By Ed Runyan
Few physical reminders of the Pennsylvania and Ohio Canal still exist, but a marker in Courthouse Square tells people that the canal, which passed through the Mahoning Valley from Lowellville to Newton Falls from 1840 to about 1860, was once an important economic stimulus.
The waterway was called the Cross-Cut Canal because it provided a way for goods and people to travel east and west from Beaver Falls, Pa., to Akron as they traveled north-south on the Beaver and Ohio and Erie canals.
The canal, which mostly traveled beside the Mahoning River, improved trade between Pittsburgh and Cleveland.
Construction began on the Pennsylvania and Ohio Canal in 1835. When it was completed in 1839, some of Warren’s most prominent residents, who were also some of the canal’s investors, celebrated at a Warren hotel that is now the Best Western on North Park Avenue. They included Simon Perkins, Leicester King and David Tod.

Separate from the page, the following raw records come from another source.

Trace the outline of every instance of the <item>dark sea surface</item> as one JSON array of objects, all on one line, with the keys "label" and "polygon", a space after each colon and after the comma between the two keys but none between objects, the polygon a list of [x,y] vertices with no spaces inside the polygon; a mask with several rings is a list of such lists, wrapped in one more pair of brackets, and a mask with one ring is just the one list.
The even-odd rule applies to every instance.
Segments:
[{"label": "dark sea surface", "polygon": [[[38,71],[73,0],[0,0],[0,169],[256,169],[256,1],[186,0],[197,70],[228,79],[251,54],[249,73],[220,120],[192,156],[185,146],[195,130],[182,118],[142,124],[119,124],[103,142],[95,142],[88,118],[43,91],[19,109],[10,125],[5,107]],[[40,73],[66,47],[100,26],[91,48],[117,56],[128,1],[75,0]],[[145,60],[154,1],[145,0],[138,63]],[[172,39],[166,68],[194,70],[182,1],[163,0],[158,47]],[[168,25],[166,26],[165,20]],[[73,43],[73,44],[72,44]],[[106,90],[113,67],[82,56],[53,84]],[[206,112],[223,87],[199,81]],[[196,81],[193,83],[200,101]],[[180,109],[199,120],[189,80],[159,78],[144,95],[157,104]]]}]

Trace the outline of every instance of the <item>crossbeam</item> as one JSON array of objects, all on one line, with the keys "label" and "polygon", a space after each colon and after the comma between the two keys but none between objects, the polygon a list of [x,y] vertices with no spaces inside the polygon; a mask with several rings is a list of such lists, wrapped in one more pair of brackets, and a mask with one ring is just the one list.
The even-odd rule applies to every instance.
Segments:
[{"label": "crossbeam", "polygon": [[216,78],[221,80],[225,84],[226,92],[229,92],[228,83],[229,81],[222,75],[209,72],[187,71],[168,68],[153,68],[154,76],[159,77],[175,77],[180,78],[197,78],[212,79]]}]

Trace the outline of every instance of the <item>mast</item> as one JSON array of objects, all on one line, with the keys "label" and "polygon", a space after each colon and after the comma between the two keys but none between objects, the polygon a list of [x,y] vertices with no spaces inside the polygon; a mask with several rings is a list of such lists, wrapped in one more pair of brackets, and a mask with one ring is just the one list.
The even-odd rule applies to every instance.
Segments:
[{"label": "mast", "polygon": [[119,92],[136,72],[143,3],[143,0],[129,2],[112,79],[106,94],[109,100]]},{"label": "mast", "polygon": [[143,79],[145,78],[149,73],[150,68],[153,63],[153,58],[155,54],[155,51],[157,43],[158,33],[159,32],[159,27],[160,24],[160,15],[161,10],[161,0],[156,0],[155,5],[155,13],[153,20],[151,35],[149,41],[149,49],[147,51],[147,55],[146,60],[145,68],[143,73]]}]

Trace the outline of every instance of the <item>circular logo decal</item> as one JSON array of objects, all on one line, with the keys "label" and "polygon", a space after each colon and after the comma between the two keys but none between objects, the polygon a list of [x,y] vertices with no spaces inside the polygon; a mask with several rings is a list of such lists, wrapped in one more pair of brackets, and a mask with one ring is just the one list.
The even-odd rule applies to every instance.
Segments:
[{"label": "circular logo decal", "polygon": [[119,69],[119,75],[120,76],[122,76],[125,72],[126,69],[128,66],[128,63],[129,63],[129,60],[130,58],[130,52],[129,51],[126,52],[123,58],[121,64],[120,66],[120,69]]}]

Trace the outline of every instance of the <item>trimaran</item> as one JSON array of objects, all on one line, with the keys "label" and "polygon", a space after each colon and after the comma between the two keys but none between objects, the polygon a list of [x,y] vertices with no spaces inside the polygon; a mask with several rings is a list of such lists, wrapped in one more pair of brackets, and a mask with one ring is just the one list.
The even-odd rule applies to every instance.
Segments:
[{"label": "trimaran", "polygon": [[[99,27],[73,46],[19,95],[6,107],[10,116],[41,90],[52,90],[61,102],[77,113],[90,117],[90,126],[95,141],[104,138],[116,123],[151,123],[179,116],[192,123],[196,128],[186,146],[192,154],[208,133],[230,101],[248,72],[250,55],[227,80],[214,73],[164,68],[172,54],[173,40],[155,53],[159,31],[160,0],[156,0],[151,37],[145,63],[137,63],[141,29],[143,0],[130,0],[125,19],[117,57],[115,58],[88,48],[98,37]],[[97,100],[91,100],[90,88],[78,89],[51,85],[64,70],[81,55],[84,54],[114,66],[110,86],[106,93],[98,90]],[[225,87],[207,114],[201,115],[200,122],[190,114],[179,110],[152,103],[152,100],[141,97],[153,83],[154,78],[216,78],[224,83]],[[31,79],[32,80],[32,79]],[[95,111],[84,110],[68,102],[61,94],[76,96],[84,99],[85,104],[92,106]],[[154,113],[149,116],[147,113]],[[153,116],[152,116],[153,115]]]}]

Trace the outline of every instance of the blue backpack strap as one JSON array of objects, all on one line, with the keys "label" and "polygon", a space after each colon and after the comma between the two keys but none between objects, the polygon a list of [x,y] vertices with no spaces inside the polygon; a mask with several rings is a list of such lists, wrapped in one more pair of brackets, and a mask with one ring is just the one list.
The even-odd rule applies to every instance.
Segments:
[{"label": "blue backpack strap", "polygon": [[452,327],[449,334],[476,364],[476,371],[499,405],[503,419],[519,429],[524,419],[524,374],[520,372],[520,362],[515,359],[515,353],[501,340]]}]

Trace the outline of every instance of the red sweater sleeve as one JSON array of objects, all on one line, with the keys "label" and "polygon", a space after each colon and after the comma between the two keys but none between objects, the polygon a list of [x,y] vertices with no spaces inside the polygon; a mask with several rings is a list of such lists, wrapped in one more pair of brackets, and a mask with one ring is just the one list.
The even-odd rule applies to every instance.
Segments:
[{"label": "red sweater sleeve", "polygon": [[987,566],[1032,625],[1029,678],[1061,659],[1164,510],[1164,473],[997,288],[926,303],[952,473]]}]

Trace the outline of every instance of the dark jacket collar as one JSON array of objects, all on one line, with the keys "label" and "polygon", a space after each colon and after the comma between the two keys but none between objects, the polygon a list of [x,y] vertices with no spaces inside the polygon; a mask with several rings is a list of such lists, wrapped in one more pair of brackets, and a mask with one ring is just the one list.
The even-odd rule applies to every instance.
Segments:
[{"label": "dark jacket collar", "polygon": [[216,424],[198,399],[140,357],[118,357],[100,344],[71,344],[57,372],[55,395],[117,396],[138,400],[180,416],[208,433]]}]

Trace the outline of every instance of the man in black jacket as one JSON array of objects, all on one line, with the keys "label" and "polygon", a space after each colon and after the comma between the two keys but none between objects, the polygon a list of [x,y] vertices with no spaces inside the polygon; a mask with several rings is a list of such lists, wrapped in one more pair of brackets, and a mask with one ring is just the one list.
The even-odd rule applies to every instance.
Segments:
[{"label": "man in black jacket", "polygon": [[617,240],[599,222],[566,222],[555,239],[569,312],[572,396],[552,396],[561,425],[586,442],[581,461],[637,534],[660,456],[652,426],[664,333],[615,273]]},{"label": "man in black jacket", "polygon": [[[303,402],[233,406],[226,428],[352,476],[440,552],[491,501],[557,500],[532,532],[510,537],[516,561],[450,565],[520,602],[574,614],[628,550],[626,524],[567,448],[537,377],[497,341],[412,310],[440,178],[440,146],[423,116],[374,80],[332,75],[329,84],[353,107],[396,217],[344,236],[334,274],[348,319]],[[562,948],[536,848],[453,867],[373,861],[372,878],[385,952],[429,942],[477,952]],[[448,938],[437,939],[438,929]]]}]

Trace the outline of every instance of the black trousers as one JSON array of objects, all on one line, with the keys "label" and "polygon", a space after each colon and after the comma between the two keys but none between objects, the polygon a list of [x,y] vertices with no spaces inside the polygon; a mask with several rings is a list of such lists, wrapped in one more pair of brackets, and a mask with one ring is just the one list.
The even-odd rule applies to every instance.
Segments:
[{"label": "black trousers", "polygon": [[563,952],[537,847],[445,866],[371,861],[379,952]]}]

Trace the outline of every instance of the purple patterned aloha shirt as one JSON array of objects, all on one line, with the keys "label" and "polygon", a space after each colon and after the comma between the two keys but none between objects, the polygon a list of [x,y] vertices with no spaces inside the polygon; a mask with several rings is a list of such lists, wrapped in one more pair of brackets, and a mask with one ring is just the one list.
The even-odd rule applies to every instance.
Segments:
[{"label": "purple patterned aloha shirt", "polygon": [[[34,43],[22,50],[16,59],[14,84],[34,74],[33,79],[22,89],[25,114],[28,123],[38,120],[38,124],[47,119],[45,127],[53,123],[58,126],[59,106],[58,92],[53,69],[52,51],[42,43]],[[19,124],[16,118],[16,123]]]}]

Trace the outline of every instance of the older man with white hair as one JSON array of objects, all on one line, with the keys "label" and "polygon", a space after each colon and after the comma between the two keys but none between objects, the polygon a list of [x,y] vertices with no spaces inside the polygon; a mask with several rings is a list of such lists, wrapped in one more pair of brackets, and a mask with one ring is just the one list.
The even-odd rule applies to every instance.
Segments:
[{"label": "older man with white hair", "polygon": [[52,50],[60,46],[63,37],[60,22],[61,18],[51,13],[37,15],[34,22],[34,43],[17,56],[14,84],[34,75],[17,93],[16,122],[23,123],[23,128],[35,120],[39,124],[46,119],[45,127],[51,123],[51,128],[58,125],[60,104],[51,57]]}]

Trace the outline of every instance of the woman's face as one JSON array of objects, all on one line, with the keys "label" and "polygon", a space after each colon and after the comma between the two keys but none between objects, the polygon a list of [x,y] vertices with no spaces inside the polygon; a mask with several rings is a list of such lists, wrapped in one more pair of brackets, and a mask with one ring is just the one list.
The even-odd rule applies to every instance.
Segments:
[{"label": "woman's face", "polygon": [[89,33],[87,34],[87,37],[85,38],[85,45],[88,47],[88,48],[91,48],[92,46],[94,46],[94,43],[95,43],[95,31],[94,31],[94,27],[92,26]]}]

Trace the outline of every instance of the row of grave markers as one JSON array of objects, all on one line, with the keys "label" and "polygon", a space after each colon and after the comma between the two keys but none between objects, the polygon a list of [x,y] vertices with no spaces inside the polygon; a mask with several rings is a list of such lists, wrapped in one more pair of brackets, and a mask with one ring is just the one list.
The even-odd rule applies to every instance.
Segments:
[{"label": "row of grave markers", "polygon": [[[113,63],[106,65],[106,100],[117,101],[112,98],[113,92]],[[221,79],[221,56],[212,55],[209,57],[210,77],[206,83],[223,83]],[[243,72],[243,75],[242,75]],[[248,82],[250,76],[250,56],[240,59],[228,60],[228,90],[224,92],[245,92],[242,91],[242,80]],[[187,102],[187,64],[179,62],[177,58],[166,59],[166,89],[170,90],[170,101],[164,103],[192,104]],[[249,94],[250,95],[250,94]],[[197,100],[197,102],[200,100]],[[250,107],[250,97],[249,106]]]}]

The canal was important to the Mahoning Valley because it opened up trade and helped communities such as Lowellville, Youngstown, Girard, Warren and Newton Falls grow, said Wendell Lauth, a Trumbull County historian from Bristolville.
“It really opened up the area in terms of supplying other areas besides the local area,” Lauth said, adding that coal had been discovered in the region, and it could now be shipped out for sale.
The construction phase also brought the first immigrants to the area. “They used Irish immigrants to dig the canal,” Lauth said. “It was the first immigration in the area.”
Trumbull County had a number of wooden clock manufacturers. The canal allowed them to ship out their products, Lauth said.
The canal boats crossed the Mahoning River in Warren at Van Gorder’s Mill, just south of South Street near the present-day Red’s Auto Glass.
The canal had 54 locks and nine dams across its 82 miles, including several near Van Gorder’s Mill, and one at Center of the World in Braceville Township, near the intersection of state Routes 5 and 82 west of Warren.
Store keeper Randall Wilmot named his business near the lock Center of the World and also named a business in New York Beginning of the World and one in Cortland now known as Four Star Diner End of the World, Lauth said.
There are remnants of the canal channel and towpath in Newton Falls and Newton Township, according to a history of the canal on the Newton Falls Public Library website.
“Traces are still evident in some backyards and farm fields particularly as one moves west closer to the Portage County line,” the Newton Falls library web site says.
“Frequently, the [present-day CSX] railroad bed overlaps the canal or home owners, and businesses added fill dirt to cover the route,” the site says.
The canal’s life span was a short one, with the advent of the railroads making the slow pace of canal travel obsolete by about 1860, when the canal’s traffic had dwindled to a few boats, the Newton Falls website says.